El cuento del oficialismo se basa en la negación de la experiencia política reciente. No la crítica a la transición democrática sino su negación. La transición no ocurrió, dicen. Fue una farsa. Es necesario encerrarse en el hermetismo de la ideología para negar las muchas pruebas del cambio histórico que vivimos al arranque del siglo. ¿Cómo negar las alternancias en la presidencia y las gubernaturas? ¿Cómo desentenderse de los gobiernos de minoría que contrastaban de manera tan notoria con aquel presidencialismo omnipotente? No es fácil decir que la transición no ocurrió cuando el pluralismo se convirtió en el escenario cotidiano de la política. ¿No tenemos fresco el recuerdo del desacuerdo entre poderes? En el Congreso era frecuente el rechazo de las iniciativas presidenciales; la Corte declaró la inconstitucionalidad de múltiples decisiones políticas; hay incontables ejemplos de sanciones y multas del árbitro electoral a los partidos políticos. Es la historia reciente, la experiencia fresca del pluralismo lo que el régimen pretende negar.
El discurso oficial es, en efecto negacionista. Niega que el país, en términos políticos, terminó exitosamente el siglo XX. Le dio base institucional al pluralismo. Nos hizo vivir en la incertidumbre de la competencia. Terminó con el presidencialismo autoritario. Echó a andar la torpe maquinaria de los contrapesos. No fundó un régimen perfecto; no inauguró eficacia, ni legalidad, pero asentó un pluralismo que no habíamos conocido antes. Al abrigo de un órgano imparcial, México vivió la experiencia democrática.
El régimen niega lo que los ojos nos han mostrado desde el 2000 o, para ser más precisos, desde 1997. Los gobiernos pierden elecciones. Hay condiciones para derrotar a las mayorías de ayer y para confrontar las ambiciones de hoy. Quienes son gobierno en una parte son oposición en otra. El partido que ocupa el ejecutivo se ve obligado a negociar con un congreso opositor. La legitimidad de las oposiciones es la base del pluralismo. Se reconoció, no solamente en las leyes, sino también en el diálogo. Nadie se atrevía a declararse depositario exclusivo de la razón histórica, de la moral pública, de la voluntad del Pueblo. La democracia supone un pudor que el populismo desconoce.
Quienes ayer salieron a las calles no están dispuestos a tragarse el cuento oficial. No aceptan que el árbitro sea propiedad de quienes ganaron la última elección. Cuidan que la política siga siendo un juego abierto para mantener la vigilancia, para recoger la diversidad, para aplicar castigos y oxigenar la representación. El INE hizo posible este dinamismo. Lejos de ser una institución perfecta, ha sido reflejo de la diversidad y plataforma de la diversidad. Pueden hacerse muchas críticas al órgano, pero hay que decir que ninguna fuerza política lo ha capturado, ningún partido político lo ha convertido en su instrumento.

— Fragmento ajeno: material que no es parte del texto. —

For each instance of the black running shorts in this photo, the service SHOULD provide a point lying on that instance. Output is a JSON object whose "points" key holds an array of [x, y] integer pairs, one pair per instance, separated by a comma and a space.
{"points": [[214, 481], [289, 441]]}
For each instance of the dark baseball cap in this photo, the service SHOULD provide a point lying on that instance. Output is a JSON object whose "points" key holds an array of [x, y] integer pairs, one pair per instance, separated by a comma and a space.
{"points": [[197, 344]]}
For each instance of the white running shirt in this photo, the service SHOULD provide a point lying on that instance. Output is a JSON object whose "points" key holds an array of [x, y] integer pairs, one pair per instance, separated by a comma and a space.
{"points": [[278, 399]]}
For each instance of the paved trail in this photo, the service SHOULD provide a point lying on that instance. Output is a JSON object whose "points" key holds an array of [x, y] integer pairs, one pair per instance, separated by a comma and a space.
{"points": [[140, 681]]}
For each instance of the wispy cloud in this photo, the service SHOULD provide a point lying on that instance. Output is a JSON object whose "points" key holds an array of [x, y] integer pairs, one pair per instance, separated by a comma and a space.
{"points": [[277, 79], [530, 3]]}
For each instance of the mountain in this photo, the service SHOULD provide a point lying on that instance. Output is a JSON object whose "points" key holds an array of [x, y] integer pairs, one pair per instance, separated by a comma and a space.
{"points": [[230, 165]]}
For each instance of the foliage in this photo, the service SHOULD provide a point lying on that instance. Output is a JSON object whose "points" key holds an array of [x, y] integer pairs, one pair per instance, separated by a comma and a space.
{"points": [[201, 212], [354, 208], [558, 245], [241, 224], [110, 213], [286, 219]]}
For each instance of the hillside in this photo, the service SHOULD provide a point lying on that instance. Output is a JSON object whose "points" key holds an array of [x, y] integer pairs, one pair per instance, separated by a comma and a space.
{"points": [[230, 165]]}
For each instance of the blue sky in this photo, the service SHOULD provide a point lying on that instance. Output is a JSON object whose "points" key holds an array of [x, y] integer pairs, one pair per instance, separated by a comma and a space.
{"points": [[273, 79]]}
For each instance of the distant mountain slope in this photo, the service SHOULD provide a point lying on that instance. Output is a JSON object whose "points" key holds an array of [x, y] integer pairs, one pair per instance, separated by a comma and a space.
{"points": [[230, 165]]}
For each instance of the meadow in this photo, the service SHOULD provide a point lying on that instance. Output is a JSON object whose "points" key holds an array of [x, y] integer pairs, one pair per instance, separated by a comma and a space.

Hay que subrayarlo. La democracia elemental es una novedad histórica. Solo con el IFE y con el INE hemos visto alternancias. ¿Qué razón habría para desprendernos de ese patrimonio que tantos reconocen como común? Al árbitro de hoy lo reconocen ganadores y perdedores de los últimos veinte años. Lo respeta la gente como la institución civil más apreciada. Solo el régimen desconoce su aportación histórica y lo sueña sometido.
“El INE no se toca,” fue el grito unificante. Podría parecer excesivo, antidemocrático incluso, el llamado a tratar a una institución como intocable. Pero la fórmula reconoce su carácter de símbolo. El emblema de la transición. Viejo proyecto de oposiciones de izquierda y derecha, producto de largas y complejas negociaciones, resultado de delicados equilibrios. Al exigirle al régimen que no toque al árbitro, se revela una nueva dimensión de la rivalidad política. La defensa del INE confronta el núcleo del relato populista. La transición no fue una farsa. El caudillo no es el padre de la democracia sino su mayor amenaza. La experiencia pluralista de los últimos lustros pudo haber sido, en muchos ámbitos, frustrante, pero fue real, profunda. Y merece defensa. El pluralismo que floreció al amparo del INE fue el fin del personalismo autoritario. La ciudadanía que ha salido a la defensa del órgano electoral no acepta que la democracia sea un paréntesis entre dos versiones del autoritarismo.